In a statement released on the official website of the White House Office, President Joe Biden wrote, "Buzzy was a devoted public servant and in the tributes coming from all over the state today, he is being remembered as a friend to all."

Peltola's memorial service was held at Bethel Regional High School on September 16 and attended by over 500 people. Peltola was buried at Bethel Memorial Cemetery with Alaska bush aircraft conducting a ceremonial flyover.

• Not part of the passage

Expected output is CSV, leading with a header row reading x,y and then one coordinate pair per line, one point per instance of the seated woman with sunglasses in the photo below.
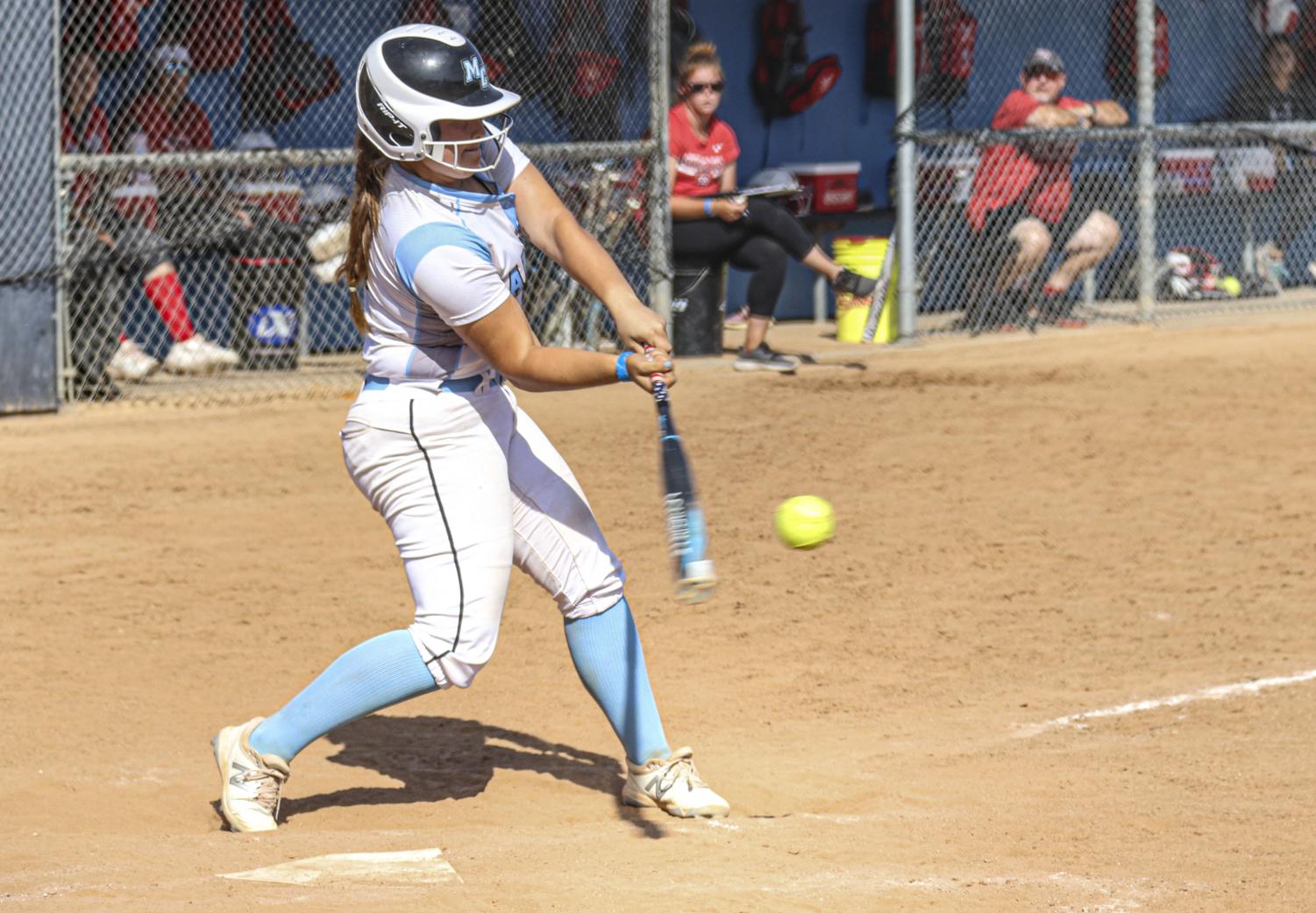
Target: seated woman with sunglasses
x,y
756,236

The National Transportation Safety Board found that the crash was caused by the plane being loaded beyond its weight capacity and the attachment of moose antlers to its wings. His wife Mary Peltola filed a wrongful death lawsuit against the owners of the plane in July 2025. At the time of his death, Peltola had been piloting the plane as part of an agreement he made with its owners, two tour operators, to purchase it.

==Electoral history==

2011 Bethel City Council election
| Candidate |  | Votes | % |
|---|---|---|---|
| Joseph A. Klejka |  | 504 | 14.35 |
| Mary Sattler |  | 441 | 12.55 |
| Richard D. Robb |  | 436 | 12.41 |
| Gene Peltola Jr. |  | 434 | 12.35 |
| Kent Harding |  | 419 | 11.93 |
| Mark Springer |  | 310 | 8.82 |
| Eric G. Whitney |  | 283 | 8.06 |
| Eric Middlebrook |  | 277 | 7.88 |
| Sharon D. Sigmon |  | 273 | 7.77 |
| Write-in |  | 136 | 3.87 |

Note: The 2011 election was to fill four seats with 2-year terms and two seats with 1-year terms. Candidates were given the choice of which to fill on the basis of their vote-count, with the highest vote-getters being given first-preference to decide which length of a term they wanted to fill. Mary Sattler (Mary Peltola), Richard D. Robb, Gene Peltola Jr., and Mark Springer filled two-year terms while Joseph A. Klejka and Kent Harding filled one-year terms.

== Works ==
- McCaffery, B. J., and G. Peltola. 1986. "The status of the bristle-thighed curlew on the Yukon Delta National Wildlife Refuge, Alaska." Wader Study Group Bulletin 47:22–25.